If you’d like to learn more about Mick’s work, you can find them on Instagram at @MickLikesType and their website MeetMickMoran.com.
Mikey Mercedes
Marquisele (Mikey) Mercedes (she/they) is a writer, educator, and doctoral candidate from the Bronx, New York. At the Brown University School of Public Health, they work at the intersection of critical public health studies, fat studies, and science and technology studies (STS) to clarify how racism, antiblackness, and antifatness shape science, medicine, and health promotion. Their dissertation focuses on how mainstream weight stigma research and interventions perpetuate antifatness and antiblackness. Mikey is also a co-host of the podcast Unsolicited: Fatties Talk Back, which explores the “lived fat experience” from diverse vantage points to examine anti-fatness in our relationships and culture.
If you’d like to learn more about Mikey’s work, you can find them at MarquiseleMercedes.com.
Ruben Ç
Ruben Ç. (he/they) is a first-year J.D./Ph.D. student in the Jurisprudence and Social Policy program at U.C. Berkeley, studying the intersections of gender, sexuality, and law.
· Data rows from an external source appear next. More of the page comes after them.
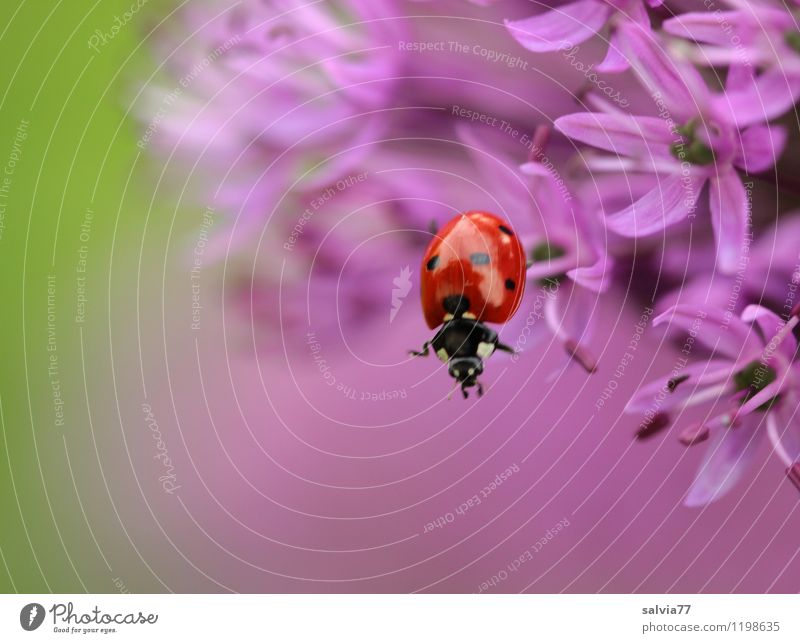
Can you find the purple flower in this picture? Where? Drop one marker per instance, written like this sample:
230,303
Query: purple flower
762,34
768,274
264,98
571,24
568,263
698,138
750,385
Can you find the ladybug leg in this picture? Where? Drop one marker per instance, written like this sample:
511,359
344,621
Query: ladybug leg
423,353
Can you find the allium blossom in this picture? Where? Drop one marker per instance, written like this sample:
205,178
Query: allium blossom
699,137
756,33
571,24
263,97
750,384
567,260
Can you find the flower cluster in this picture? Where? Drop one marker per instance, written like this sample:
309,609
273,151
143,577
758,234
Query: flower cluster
332,133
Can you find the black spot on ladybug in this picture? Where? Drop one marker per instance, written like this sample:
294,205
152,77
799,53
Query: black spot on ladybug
456,305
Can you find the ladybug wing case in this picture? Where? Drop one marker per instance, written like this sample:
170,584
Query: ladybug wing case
475,267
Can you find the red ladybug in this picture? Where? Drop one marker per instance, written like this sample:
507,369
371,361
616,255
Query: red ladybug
473,272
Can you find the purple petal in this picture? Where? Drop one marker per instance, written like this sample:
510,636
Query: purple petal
729,209
760,147
783,427
596,277
713,328
728,455
739,77
770,324
640,136
680,86
615,61
702,376
560,28
499,175
667,203
705,27
768,96
763,396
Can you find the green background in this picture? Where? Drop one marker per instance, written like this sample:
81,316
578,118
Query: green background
79,154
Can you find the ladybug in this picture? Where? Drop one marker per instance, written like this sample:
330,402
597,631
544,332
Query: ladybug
472,272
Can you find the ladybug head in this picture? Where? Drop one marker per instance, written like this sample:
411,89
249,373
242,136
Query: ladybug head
466,371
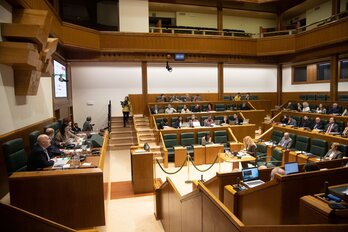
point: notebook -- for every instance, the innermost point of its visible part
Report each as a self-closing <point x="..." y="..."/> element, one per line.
<point x="291" y="168"/>
<point x="61" y="162"/>
<point x="251" y="177"/>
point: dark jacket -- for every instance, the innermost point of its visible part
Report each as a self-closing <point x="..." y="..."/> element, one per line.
<point x="38" y="159"/>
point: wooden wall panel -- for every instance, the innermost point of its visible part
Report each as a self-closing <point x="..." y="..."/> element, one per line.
<point x="276" y="45"/>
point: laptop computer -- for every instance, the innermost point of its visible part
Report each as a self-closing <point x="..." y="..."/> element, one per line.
<point x="291" y="168"/>
<point x="251" y="177"/>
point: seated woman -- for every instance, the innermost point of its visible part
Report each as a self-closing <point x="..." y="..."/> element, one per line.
<point x="306" y="107"/>
<point x="209" y="108"/>
<point x="206" y="140"/>
<point x="321" y="109"/>
<point x="333" y="153"/>
<point x="178" y="123"/>
<point x="250" y="146"/>
<point x="185" y="110"/>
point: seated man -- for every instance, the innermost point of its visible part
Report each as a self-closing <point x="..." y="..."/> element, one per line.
<point x="209" y="121"/>
<point x="333" y="153"/>
<point x="206" y="139"/>
<point x="334" y="109"/>
<point x="53" y="149"/>
<point x="39" y="157"/>
<point x="87" y="125"/>
<point x="170" y="109"/>
<point x="292" y="121"/>
<point x="286" y="141"/>
<point x="277" y="170"/>
<point x="331" y="127"/>
<point x="318" y="125"/>
<point x="306" y="123"/>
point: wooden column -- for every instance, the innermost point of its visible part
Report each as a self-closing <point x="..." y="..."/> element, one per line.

As an Emerge Fellow, he will be studying whether California's 1939 sexual psychopath law, which led to the forced institutionalization and torture of queer people, paved the way for HIV criminalization law in the 1980s and the expansion of coercive institutionalization law today. At Berkeley Law, he is serving as an intake volunteer at the La Alianza Workers’ Rights Project and participating in Berkeley Law Alternative Service Trip Kentucky. Prior to law school, he chaired his undergraduate LGBTQ student group, published an undergraduate note as a member of the Fordham Undergraduate Law Review, worked as a paralegal assistant at a civil rights law practice, and interned at an immigrants’ rights organization. Outside of school, Ruben loves exploring the Bay Area, discovering new public transit systems, and making fiber art.
Sabrina Ali Jamal-Eddine
Sabrina Ali Jamal-Eddine, PhD BSN RN (she/her) is an Arab disabled queer culturally-Muslim cisgender Woman of Color, Spoken Word Poet, Registered Nurse, and interdependent Disability Justice scholar-artist-activist based in Chicago (Ojibwe, Odawa, and Potawatomi land). Sabrina recently completed her PhD in Nursing at University of Illinois Chicago (UIC) where she explored the use of spoken word poetry as a form of critical narrative pedagogy to educate nursing students about disability, ableism, and disability justice. Through her postdoctoral research, Sabrina hopes to create transformative change within healthcare education praxis by developing engaging anti-colonial pedagogic strategies rooted in the lived experiences of multiply marginalized disabled people. Sabrina’s long-term goal is to found an applied public-humanities / community-engaged healthcare equity center in a university that confronts healthcare inequity, violence, and oppression and promotes liberation, humanization, and belongingness for all marginalized patients, students, and practitioners. Here is the link to Sabrina’s spoken word poem on Islamophobia, xenophobia, and societally-induced self-hatred of minorities, rooted in her lived experience as the child of an Arab, Muslim immigrant: go.osu.edu/tedxsabrina.